Screening versus sourcing

Of course, I’m talking about screening after the candidacy has been established. Any action taken after the point of first contact with the candidate is inherently more risky (and it becomes more risky as you progress through the process).

I get that. And as Ruettimann has pointed out, there are services that can help reduce that risk. I’m all for that if you’re not 100 percent confident in your screening process.

But how confident are you in your social media sourcing process?

Every time I talk about Googling candidates, I get a response from someone who says that they only use Google and social sites for sourcing, not screening. The way they state it makes me think they feel they deserve a ribbon for it. Now let’s hold the phone on this.

Are we saying that the same problems of misidentification, falsification, and discrimination doesn’t happen in the sourcing process? When you’re creating lists of passive or active candidates and your researchers are exposed to personal information, pictures and misidentified candidates, are you 100 percent sure they are creating a list that doesn’t fall into the same trap that social media screening can fall into?

Human element

Now there will be some research pros (maybe some who are attending TLNT’s sister site’s SourceCon this week) who will take this the wrong way. I’m certain that most of the lists created by sourcing professionals are good lists (just like I believe most Googling typically results in nothing negative coming out of the process).

But even people with the best intentions can make mistakes.

For example, if a recruiter client wants a really tight list for an accelerated search, the basis on who makes the cut and who doesn’t can’t be 100 percent objective. Not to mention, if there is an expectation from a recruiter client that they want a clean slate with no surprises, a researcher can help clean out that list (and again, potentially weed out some people unfairly in that process).

Risks may be different but principle the same

The point is, if you have humans as part of your sourcing process, you can as easily fall into the same traps that you do when you screen for candidates using social media. Excluding someone from a list of candidates is, in all practicality, the same as excluding them further down the line.

Now certainly the risks are different. As I mentioned above, a candidate who doesn’t even know they’ve been excluded from a recruiting list is almost a non-risk, especially in comparison to someone who has made it through several steps and then is excluded.

But isn’t it just as bad?
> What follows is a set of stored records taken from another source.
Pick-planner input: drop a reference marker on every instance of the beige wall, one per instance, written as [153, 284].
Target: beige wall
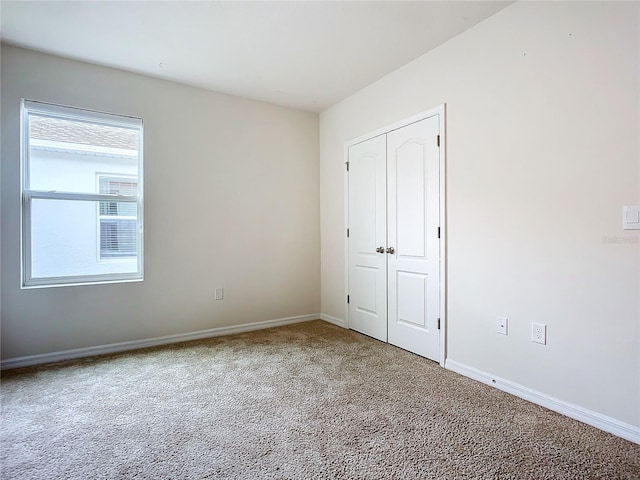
[543, 152]
[231, 200]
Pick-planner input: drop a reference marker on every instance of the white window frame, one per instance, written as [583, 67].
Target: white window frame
[28, 195]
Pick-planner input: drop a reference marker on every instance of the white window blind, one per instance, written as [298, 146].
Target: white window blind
[82, 196]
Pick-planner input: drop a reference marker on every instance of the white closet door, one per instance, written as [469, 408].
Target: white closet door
[367, 233]
[413, 220]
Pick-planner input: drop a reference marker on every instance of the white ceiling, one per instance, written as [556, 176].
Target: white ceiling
[307, 55]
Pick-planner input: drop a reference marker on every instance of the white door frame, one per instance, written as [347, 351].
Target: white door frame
[439, 110]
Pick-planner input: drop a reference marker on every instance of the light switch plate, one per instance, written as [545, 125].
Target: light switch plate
[502, 323]
[631, 217]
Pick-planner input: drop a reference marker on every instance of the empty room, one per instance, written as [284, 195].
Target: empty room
[320, 240]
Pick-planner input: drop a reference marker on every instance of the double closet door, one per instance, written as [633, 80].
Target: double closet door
[394, 245]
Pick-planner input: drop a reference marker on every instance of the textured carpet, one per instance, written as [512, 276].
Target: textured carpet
[308, 401]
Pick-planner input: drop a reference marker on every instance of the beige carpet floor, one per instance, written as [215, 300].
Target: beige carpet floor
[308, 401]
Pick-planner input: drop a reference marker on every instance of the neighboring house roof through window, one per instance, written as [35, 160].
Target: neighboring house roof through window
[75, 132]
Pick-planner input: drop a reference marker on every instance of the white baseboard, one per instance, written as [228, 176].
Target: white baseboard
[150, 342]
[336, 321]
[595, 419]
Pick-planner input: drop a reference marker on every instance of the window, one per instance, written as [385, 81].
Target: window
[81, 196]
[117, 219]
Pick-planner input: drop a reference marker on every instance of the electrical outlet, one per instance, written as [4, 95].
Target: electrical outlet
[539, 333]
[501, 325]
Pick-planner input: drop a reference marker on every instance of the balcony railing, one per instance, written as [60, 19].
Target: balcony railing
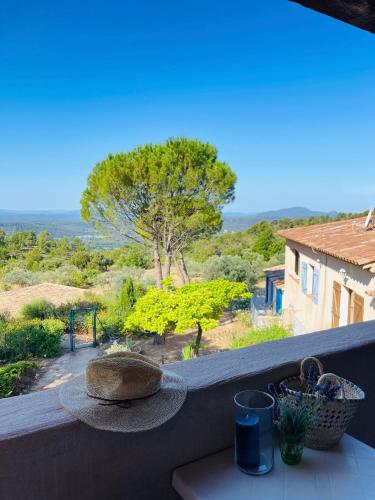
[46, 454]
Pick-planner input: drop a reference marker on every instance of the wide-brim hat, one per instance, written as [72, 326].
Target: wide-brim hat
[110, 395]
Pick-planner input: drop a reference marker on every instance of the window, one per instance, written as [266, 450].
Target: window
[296, 262]
[356, 304]
[304, 277]
[315, 285]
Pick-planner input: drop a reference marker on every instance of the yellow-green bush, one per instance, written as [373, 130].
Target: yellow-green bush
[10, 375]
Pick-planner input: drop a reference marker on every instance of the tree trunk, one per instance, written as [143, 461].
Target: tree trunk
[177, 264]
[157, 262]
[168, 262]
[184, 269]
[198, 340]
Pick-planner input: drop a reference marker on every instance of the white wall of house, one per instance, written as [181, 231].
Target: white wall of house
[299, 308]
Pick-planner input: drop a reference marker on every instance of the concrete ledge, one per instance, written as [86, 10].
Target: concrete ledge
[60, 457]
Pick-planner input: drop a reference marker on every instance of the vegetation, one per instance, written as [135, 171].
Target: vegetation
[260, 335]
[195, 305]
[165, 195]
[11, 374]
[24, 339]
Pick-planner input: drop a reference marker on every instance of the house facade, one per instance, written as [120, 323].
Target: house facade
[329, 275]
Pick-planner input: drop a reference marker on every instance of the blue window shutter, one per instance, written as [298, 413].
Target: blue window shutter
[304, 277]
[315, 285]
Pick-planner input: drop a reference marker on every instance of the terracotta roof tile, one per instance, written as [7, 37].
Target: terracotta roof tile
[346, 240]
[280, 267]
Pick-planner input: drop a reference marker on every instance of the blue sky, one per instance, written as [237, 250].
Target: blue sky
[286, 95]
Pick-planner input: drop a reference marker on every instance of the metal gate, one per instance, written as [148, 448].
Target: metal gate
[82, 329]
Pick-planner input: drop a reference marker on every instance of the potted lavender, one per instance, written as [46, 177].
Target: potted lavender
[293, 419]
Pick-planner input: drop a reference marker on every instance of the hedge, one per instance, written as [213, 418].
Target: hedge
[32, 339]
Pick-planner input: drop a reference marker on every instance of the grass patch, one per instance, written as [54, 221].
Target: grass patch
[260, 335]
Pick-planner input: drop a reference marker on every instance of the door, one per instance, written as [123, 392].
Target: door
[336, 304]
[279, 301]
[357, 308]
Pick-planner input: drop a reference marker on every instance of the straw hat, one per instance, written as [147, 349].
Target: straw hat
[124, 392]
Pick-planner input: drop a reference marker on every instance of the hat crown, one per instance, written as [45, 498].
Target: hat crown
[122, 376]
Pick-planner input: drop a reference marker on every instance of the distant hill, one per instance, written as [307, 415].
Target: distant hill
[237, 221]
[68, 223]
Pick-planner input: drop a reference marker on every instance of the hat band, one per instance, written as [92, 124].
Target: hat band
[121, 403]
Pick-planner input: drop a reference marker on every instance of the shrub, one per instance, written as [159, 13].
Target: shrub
[38, 309]
[32, 338]
[10, 375]
[126, 346]
[259, 335]
[244, 318]
[19, 276]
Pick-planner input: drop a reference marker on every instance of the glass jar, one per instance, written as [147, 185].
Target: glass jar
[254, 432]
[291, 448]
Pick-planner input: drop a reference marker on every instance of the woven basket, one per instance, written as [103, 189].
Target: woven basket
[334, 416]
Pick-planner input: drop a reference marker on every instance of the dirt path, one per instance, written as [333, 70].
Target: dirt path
[64, 368]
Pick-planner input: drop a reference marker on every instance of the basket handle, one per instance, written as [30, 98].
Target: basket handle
[331, 377]
[304, 362]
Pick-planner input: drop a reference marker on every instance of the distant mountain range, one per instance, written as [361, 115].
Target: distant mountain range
[68, 223]
[237, 221]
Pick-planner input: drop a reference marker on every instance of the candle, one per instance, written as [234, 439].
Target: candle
[247, 441]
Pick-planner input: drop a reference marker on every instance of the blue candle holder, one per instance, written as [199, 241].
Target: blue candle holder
[254, 435]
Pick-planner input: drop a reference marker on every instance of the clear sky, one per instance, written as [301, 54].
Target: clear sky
[286, 94]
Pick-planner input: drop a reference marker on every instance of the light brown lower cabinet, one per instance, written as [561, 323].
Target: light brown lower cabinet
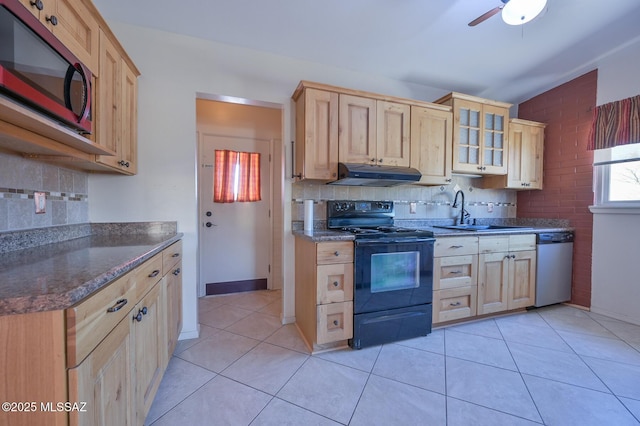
[105, 355]
[324, 292]
[482, 275]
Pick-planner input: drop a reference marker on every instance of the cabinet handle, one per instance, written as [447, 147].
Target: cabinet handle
[38, 4]
[119, 305]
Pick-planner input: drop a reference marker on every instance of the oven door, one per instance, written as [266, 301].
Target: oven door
[392, 273]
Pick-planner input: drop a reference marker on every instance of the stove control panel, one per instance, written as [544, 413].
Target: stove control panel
[351, 206]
Shouldn’t we be just as cautious as we are with social media sourcing as we are with social media screening?

We know that the hiring process is one filled with mistakes and no single process can ever make the perfect decision. By the same token though, our focus on improving the hiring process should be about removing potential mistake points.

If you’re not using the same care to source candidates as you do to screen candidates, you’re making a mistake. And it may not show itself as a lawsuit or other potential legal problem but it will impact the effectiveness of your hiring process just as much.